Different types of optical flow sensor can be used for the invention. In a basic embodiment, an optical flow sensor of the type used in computer mice could be employed, and the movement of the sensor portion of the optical flow sensor might be in sliding contact with a surface of the robot's working environment. In a preferred embodiment, the optical flow sensor comprises a camera, and the evaluation portion is adapted to extract an optical flow from image data of the camera, since the camera might also be used for closed loop control of the robot, for example when the reference point must be positioned with respect to a workpiece whose position is variable.

Extracting the optical flow from image data is facilitated when the movement of the reference point is parallel to a surface that is being observed by the camera during said movement.

The surface observed can be any flat surface in the working environment of the robot, such as a floor or a wall of a room containing the robot, or a tabletop supporting the robot. Preferably the robot is mounted on said surface, since thus the orientation of the surface in a coordinate system in which a base of the robot is stationary is known, and the predetermined path can easily be controlled to be parallel to the surface.

In a coordinate system in which the sensor portion is stationary, the reference point should preferably be stationary, too. This can be achieved by attaching both to a same link, typically a distalmost link, of the robot.

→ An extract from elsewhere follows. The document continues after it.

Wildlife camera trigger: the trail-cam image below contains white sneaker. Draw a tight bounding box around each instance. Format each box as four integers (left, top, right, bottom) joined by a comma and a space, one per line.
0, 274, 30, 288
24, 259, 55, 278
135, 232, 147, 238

Irregularities of the optical flow are the easier to detect, the more regular the predetermined path is. Preferably, therefore, the predetermined comprises at least one of a straight line, a circle or a circular arc. To allow calibration of various degrees of freedom of the robot, more than one of the above-defined paths can be combined, thus forming a composite path comprising e.g. a pair lines that meet under a predetermined angle, or several pairs forming a rectangle or a polygon.

At least one of the intrinsic parameters to be optimized in the calibration should relate to the length of one of said links (or, to be precise, the distance between axes of joints at the proximal and distal ends of said link), to an offset between a target rotation angle and an actual rotation angle of a joint, or to the transmission ratio of a reduction gear associated to one of said joints. Where the intrinsic parameter relates to the transmission ratio, it may define Fourier coefficients and phases of harmonic components of the rotation speed of an output shaft of the reduction gear when the input shaft is driven at a constant rotation speed.

The deviation to be minimized should be a difference amount integrated along said predetermined path, as such a deviation between an expected position or speed and a position or speed deduced from the optical flow will vanish when calibration is perfect.

The invention further provides a method for calibrating an articulated robot comprising a plurality of links connected to one another by rotary joints, the method comprising the steps of:

Step d) may comprise repeating steps a) to c) after having made a variation to the vector of intrinsic parameters, to determine the effect of the variation.

The amount and, optionally, the direction of the predetermined velocity can be held constant along at least part of the predetermined path, so that any variation of the amount or direction of the velocity derived from the optical flow can be regarded as a deviation which is to be minimized.